11 de abril de 2014

A ficção curta de Philip K. Dick (3): Beyond Lies the Wub, Null-O e The Father-Thing

Beyond Lies the Wub é o título do primeiro conto que Philip K. Dick viu publicado - corria o ano de 1952, e a publicação foi a revista Planet Stories. É um texto curto e imaginativo, que envolve uma tripulação humana em Marte, num último contacto com a civilização local antes de regressar à Terra (Philip K. Dick não dá detalhes acerca do Marte habitado deste conto - talvez não seja difícil ou despropositado, porém, imaginar um Marte ao estilo de Burroughs). Um dos elementos da tripulação, de nome Petterson, surge no último minuto com um wub: uma criatura peculiar, nativa do planeta vermelho, que o Comandante Franco rapidamente identifica como um porco, e que aceita transportar na perspectiva de um belo jantar. Algo que se revelará problemático quando, para espanto da tripulação, o wub revela ser inteligente, compreender o discurso humano, possuir actividade psíquica e perseguir interesses filosóficos. Beyond Lies the Wub ainda está longe da complexidade que a ficção curta de Philip K. Dick viria a alcançar - a reviravolta final, porém, já se revela algo surpreendente, e o registo a oscilar entre a comédia e uma paranóia ligeira denota já alguns elementos que se viriam a tornar prevalecentes na sua escrita. 

Quando Philip K. Dick publicou The Father-Thing nas páginas da revista The Magazine of Fantasy and Science Fiction em 1954, o tema das réplicas humanas feitas por entidades ocultas e/ou alienígenas estava na moda na ficção científica - três anos antes, estreara The Thing From Another World, adaptando um conto clássico de John W. Campbell (Who Goes There?), e dois anos mais tarde estrearia Invasion of the Body Snatchers, clássico maior da produção do género nos anos 50 (e não só). O que torna este conto notável e distinto neste tema é o ponto de vista que emprega - o de Charles Walton, uma criança de oito anos, que num momento descobre que o seu pai tem um duplo. Philip K. Dick explora na perfeição a sensação de paranóia de Charles quando descobre que o seu pai foi substituído por algo que não consegue identificar - as primeiras páginas do conto são uma maravilha, e o desenvolvimento não desilude, com Charles a procurar ajuda não entre adultos, incapazes de acreditar no que viu, mas entre outras crianças, mais abertas a aceitar impossibilidades aparentes. Leitores contemporâneos talvez estranhem alguns termos utilizados pelo autor, e que, sendo "normais" na época, fariam soar todos os alarmes do politicamente correcto moderno - isso, porém, pouco mais é do que um detalhe, e com pouca importância. 
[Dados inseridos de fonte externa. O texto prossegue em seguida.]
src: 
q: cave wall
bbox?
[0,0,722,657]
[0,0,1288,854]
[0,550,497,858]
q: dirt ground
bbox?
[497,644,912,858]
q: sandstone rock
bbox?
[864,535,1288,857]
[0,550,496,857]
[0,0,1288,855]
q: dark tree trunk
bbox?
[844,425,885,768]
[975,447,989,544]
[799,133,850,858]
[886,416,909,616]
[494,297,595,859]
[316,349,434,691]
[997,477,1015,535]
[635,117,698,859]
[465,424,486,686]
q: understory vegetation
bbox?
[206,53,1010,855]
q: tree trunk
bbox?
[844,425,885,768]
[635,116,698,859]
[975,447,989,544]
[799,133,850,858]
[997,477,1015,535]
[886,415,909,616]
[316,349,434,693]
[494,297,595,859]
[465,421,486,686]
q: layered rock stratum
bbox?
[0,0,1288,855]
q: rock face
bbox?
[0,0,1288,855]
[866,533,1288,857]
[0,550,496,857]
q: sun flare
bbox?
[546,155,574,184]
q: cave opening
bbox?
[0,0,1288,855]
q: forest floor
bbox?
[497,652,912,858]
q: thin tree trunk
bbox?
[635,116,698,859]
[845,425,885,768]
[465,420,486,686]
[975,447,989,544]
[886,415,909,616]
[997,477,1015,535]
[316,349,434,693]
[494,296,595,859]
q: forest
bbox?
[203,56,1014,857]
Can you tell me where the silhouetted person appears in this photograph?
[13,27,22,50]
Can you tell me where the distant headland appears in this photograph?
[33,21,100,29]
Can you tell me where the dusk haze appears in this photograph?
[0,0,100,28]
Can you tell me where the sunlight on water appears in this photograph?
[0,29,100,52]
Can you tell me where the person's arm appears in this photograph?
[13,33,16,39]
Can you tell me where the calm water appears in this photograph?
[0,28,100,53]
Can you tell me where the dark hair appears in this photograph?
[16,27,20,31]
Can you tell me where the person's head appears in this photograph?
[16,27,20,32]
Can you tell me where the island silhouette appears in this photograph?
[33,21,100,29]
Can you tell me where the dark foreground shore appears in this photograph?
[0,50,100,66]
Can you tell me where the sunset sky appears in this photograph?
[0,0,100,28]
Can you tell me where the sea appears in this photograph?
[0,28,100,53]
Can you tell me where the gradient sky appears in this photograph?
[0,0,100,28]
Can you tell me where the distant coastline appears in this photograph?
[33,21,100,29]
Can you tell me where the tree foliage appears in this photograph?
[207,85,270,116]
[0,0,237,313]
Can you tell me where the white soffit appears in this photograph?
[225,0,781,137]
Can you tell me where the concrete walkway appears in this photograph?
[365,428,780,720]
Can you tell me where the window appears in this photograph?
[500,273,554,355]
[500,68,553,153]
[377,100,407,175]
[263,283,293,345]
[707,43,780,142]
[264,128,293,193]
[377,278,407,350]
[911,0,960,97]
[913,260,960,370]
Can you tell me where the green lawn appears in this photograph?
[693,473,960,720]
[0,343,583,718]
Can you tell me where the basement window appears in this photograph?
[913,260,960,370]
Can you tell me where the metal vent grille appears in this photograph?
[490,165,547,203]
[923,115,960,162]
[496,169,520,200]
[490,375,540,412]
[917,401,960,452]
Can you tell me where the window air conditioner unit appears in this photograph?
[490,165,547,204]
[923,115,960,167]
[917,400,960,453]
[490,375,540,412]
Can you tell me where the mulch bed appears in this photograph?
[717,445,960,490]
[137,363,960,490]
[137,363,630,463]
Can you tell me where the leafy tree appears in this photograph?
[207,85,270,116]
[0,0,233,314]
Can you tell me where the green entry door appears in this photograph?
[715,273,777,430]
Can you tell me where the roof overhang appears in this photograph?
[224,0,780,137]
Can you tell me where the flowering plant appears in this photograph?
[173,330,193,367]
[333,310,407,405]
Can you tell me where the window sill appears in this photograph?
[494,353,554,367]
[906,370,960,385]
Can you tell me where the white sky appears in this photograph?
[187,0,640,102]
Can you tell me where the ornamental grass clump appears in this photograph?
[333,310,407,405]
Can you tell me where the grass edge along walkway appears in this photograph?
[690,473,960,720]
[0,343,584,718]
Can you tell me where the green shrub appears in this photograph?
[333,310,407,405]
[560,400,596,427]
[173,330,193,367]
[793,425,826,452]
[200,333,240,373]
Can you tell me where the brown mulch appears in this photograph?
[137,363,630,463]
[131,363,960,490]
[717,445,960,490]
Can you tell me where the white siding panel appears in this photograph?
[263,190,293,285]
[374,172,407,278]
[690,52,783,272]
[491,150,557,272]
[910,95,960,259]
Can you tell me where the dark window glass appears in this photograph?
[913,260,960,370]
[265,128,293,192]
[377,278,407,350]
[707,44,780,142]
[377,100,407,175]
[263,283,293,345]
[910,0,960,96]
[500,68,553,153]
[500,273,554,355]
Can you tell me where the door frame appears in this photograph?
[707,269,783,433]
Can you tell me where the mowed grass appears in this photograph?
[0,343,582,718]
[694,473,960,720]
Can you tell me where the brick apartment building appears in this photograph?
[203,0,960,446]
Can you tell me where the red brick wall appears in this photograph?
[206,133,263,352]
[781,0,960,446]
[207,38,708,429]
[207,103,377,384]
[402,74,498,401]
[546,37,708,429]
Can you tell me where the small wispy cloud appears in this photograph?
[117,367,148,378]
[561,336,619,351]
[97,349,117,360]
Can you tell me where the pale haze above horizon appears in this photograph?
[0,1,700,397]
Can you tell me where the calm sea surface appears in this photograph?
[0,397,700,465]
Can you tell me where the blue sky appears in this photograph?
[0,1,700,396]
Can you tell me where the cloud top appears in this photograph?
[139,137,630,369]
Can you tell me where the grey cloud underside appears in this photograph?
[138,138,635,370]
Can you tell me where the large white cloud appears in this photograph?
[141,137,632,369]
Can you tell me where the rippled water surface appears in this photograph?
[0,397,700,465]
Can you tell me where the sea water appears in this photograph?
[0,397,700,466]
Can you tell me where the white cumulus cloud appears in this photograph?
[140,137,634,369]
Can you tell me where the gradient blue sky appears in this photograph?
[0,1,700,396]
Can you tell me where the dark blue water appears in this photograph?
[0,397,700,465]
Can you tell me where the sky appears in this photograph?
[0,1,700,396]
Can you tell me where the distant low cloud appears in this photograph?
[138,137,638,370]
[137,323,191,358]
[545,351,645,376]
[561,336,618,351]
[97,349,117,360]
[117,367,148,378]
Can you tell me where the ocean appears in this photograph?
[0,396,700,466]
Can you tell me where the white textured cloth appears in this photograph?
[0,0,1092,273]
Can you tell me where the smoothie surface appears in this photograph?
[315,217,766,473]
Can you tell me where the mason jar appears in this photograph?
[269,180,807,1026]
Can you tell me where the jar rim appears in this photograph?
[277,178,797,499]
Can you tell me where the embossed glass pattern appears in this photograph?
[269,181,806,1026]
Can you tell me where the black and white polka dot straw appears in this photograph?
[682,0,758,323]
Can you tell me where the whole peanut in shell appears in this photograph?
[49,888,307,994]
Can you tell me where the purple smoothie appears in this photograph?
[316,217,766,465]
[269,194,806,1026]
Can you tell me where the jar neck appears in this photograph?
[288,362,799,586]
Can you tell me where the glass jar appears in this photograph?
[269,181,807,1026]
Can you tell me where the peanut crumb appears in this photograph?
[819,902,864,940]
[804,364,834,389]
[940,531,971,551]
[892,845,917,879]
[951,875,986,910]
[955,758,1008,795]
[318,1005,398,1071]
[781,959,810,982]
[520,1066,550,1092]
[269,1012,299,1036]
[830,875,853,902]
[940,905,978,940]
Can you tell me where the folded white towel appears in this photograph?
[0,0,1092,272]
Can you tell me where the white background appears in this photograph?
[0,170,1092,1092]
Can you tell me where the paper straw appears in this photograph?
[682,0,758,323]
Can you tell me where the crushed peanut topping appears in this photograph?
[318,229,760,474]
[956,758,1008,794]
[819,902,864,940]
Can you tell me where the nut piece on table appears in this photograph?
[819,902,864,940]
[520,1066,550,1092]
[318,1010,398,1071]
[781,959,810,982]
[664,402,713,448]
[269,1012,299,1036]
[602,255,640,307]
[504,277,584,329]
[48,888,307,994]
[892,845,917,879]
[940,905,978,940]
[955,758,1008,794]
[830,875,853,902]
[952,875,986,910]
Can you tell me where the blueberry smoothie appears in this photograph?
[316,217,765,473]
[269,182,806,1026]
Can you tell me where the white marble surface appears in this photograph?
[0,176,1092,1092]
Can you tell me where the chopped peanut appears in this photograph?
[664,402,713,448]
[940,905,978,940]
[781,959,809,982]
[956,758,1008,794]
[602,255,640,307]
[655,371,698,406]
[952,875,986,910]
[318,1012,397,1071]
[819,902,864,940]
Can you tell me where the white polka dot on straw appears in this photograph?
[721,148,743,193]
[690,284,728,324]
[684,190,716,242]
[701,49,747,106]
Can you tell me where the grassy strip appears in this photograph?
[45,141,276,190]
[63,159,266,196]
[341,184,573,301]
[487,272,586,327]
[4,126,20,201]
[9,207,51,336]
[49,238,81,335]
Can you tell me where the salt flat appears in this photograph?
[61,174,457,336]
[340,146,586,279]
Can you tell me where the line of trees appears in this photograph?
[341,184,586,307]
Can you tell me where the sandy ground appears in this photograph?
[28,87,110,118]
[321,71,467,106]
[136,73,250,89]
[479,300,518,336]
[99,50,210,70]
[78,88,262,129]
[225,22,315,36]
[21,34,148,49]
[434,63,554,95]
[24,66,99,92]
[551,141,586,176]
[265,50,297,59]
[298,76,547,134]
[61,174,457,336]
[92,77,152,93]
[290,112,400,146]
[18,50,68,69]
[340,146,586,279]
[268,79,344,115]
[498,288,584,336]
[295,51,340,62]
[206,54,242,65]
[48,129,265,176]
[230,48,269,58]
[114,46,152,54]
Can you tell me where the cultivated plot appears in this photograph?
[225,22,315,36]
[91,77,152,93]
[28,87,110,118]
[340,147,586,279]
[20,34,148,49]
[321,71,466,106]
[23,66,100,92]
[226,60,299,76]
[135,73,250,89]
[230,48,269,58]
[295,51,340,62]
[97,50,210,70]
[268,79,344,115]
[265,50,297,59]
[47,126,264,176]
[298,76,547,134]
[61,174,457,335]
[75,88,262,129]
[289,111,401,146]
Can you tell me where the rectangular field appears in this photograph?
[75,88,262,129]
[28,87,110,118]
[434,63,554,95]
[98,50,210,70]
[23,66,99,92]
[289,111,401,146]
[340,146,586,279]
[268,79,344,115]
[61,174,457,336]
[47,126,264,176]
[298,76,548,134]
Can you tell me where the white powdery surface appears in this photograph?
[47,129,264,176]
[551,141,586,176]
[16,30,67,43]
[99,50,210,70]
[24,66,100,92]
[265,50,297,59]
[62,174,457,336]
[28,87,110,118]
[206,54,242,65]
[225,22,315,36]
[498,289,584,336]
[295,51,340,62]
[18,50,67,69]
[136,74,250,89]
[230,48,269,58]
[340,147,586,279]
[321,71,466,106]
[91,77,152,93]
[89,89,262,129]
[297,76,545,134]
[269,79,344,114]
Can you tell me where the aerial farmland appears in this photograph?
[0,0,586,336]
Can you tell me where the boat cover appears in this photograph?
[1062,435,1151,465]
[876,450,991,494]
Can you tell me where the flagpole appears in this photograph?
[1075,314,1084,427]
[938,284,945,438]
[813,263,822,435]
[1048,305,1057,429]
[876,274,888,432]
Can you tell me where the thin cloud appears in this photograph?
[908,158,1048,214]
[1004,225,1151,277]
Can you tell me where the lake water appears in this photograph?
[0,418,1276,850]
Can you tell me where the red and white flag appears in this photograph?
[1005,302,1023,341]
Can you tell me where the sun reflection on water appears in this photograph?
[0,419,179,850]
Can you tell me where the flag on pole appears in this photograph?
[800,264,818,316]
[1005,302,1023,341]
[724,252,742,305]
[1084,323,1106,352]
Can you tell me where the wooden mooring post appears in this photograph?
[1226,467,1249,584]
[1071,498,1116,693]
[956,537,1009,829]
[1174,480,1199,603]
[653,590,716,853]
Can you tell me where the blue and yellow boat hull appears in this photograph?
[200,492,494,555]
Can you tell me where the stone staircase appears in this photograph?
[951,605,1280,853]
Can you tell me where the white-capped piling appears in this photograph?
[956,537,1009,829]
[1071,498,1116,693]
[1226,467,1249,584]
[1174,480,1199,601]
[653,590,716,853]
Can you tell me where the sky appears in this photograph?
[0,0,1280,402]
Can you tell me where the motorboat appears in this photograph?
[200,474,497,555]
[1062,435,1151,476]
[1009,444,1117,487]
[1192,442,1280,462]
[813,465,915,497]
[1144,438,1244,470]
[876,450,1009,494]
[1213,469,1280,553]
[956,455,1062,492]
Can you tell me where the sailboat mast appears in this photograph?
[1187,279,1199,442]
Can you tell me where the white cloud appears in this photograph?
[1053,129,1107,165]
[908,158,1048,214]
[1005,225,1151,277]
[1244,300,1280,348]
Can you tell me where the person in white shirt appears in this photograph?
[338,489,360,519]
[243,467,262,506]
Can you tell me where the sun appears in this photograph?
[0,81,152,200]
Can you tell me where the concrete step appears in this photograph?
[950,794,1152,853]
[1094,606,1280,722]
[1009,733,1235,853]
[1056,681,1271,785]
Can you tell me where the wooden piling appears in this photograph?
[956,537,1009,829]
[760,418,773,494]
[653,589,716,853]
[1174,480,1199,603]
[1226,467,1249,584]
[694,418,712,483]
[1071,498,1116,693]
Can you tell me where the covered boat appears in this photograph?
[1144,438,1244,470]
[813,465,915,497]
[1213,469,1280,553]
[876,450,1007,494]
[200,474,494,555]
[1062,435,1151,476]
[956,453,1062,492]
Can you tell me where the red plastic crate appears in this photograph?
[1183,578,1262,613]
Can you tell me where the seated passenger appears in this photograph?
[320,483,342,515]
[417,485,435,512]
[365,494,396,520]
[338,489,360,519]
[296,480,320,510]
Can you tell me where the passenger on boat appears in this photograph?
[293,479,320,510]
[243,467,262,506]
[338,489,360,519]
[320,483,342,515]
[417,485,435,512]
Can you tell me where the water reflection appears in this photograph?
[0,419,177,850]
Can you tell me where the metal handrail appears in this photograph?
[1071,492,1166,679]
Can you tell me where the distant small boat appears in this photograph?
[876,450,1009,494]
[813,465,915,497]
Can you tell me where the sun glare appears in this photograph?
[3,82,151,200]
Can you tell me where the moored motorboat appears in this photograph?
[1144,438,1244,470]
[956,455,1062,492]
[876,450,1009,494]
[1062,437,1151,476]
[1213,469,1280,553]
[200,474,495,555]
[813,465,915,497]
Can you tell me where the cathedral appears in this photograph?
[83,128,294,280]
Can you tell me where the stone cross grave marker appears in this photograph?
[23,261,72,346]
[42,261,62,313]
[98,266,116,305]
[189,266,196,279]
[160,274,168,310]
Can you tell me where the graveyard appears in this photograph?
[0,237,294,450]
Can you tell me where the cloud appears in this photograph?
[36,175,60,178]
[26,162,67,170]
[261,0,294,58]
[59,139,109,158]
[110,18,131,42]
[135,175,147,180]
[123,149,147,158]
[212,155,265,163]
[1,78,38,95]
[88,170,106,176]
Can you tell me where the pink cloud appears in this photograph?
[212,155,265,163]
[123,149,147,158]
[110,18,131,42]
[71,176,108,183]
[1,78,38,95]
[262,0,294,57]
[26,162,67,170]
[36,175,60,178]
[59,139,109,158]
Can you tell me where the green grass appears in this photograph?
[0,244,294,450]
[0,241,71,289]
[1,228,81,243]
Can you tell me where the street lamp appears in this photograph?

De certa forma, Null-O, conto de Philip K. Dick publicado pela primeira vez nas páginas da revista If em 1958, acaba por ser em simultâneo uma curta paródia a The World of Null-A de A. E. van Vogt e um percursor espiritual de um dos temas fulcrais do romance que publicaria uma década mais tarde, Do Androids Dream of Electric Sheep? - a ausência de empatia, e as consequências dessa ausência. Pegando na ideia de van Vogt de uma raça de humanos superiores, governados por uma lógica absoluta e desprovidos de quaisquer emoção, Philip K. Dick explora a partir da personagem de Lemuel Jorgenson, um jovem sociopata e paranóico com algumas mutações, tendências violentas e incapacidade de se relacionar com quem lhe está próximo. Quando conhece o Dr. North num hospital psiquiátrico, porém, Lemuel descobre que não está sozinho - longe disso, aliás. Há muito mais gente como ele, sem emoções, movidos por uma lógica pura e abstracta - e possuem uma agenda própria e tenebrosa. Null-O teria decerto beneficiado de um pouco mais de desenvolvimento - a introdução de Lemuel é notável e algo creepy, mas a dada altura é difícil não sentir que, sendo o protagonista, pouco impacto acabou por ter na trama. Mas é no campo das ideias que o conto se eleva um pouco - a noção de que o conceito de "normal" é bastante relativo (para não dizer impreciso) e a exploração até às últimas consequências do que significa não sentir empatia tornam a leitura substancialmente mais estimulante. 

Beyond Lies the Wub pode hoje ser lido no primeiro dos cinco volumes de The Collected Short Stories of Philip K. Dick, editados pela Gollancz - que recebe justamente o título deste conto. The Father-Thing e Null-O estão compilados no terceiro volume da colecção, com o título The Father-Thing.